Seit seinem Titelgewinn plaudert Superbike-Weltmeister Jonathan Rea frei von der Seele. Im exklusiven Interview verriet er, wie er zu Márquez und Rossi steht und was er sich in der Formel 1 zutrauen würde.

Im ersten Teil des großen Interviews mit SPEEDWEEK.com verriet Kawasaki-Werksfahrer Jonathan Rea, wer sich um sein Vermögen kümmert und wen er fragen muss, wenn er Geld ausgeben will. Außerdem wissen wir jetzt, dass Werbeplätze auf seiner Lederkombi früher um 150 Pfund pro Rennen zu bekommen waren.

Genießen Sie den zweiten Teil.

Jonathan, würde es dich freuen, wenn deine beiden Söhne auch Rennfahrer werden?

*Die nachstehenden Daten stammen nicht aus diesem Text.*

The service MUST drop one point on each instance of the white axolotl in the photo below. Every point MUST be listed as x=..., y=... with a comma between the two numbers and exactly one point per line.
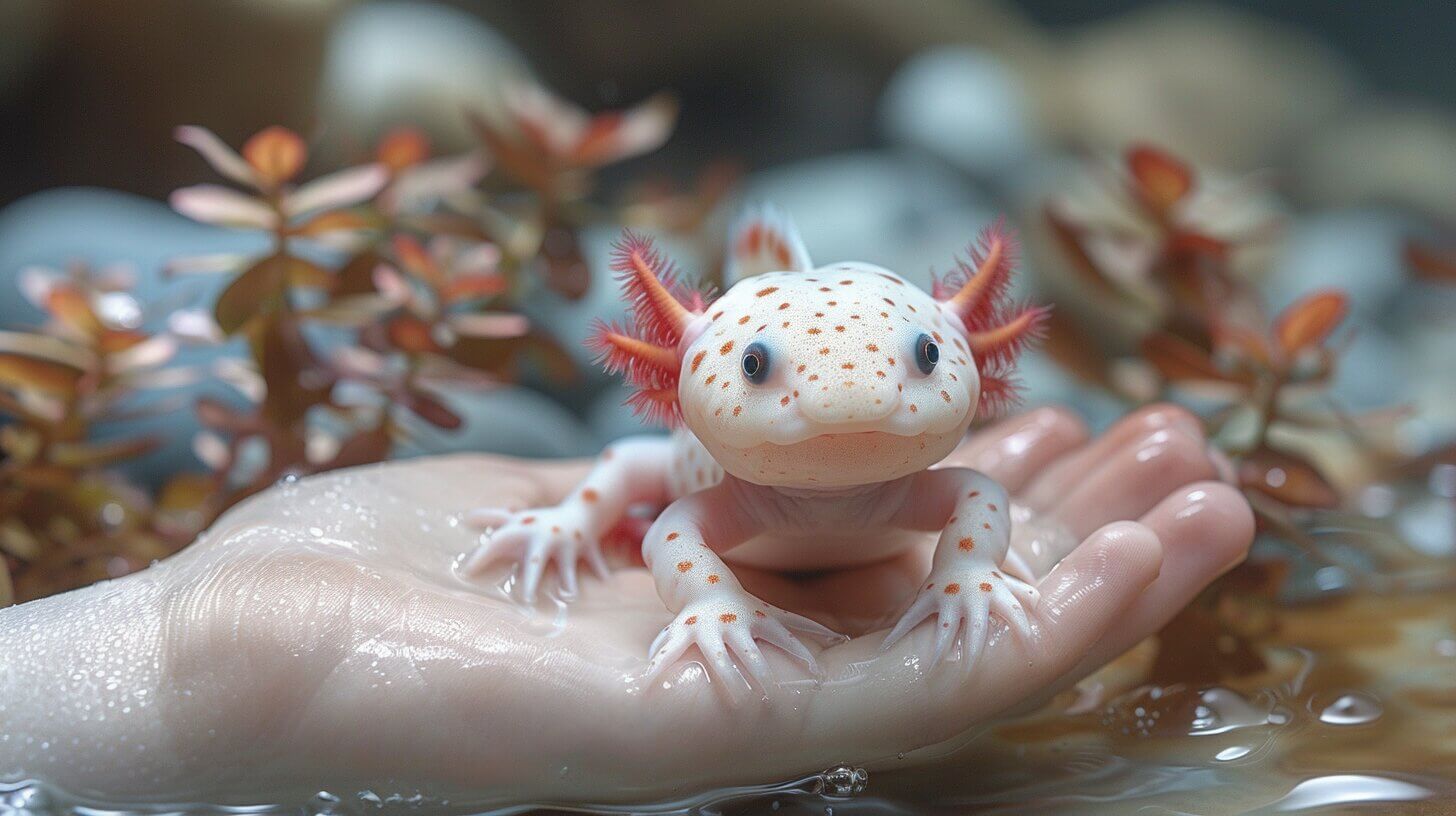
x=811, y=405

Ehrlich gesagt nicht. Mein Älterer Jake liebt Fahrräder und Motorräder, er ist gerne auf der Rennstrecke. Wenn er Rennen fahren möchte, dann werde ich ihn unterstützen. Als ich drei Jahre alt war, wollte ich Rennen fahren. Ich musste warten bis fünf, bis ich meine erste Lizenz bekam. Das war die beste Entscheidung meines Lebens und meine Familie hat mich immer dabei unterstützt.

Über Geschäft und Beziehungen habe ich auf der Rennstrecke mehr gelernt als in der Schule. Auch über Respekt. Wobei mir schon klar ist, dass ich einer von wenigen bin, der den Sport zu seinem Beruf machen konnte.

Ich bin heute auf der sicheren Seite. Aber nicht so sicher, dass ich für meinen Sohn 300.000 Euro pro Jahr bezahlen könnte, damit er zum Hobby Rennen fährt.

Wie beurteilst du die Schlammschlacht zwischen Márquez und Rossi in der MotoGP-WM letztes Jahr? Da sind zwei starke Charaktere aufeinander gekracht.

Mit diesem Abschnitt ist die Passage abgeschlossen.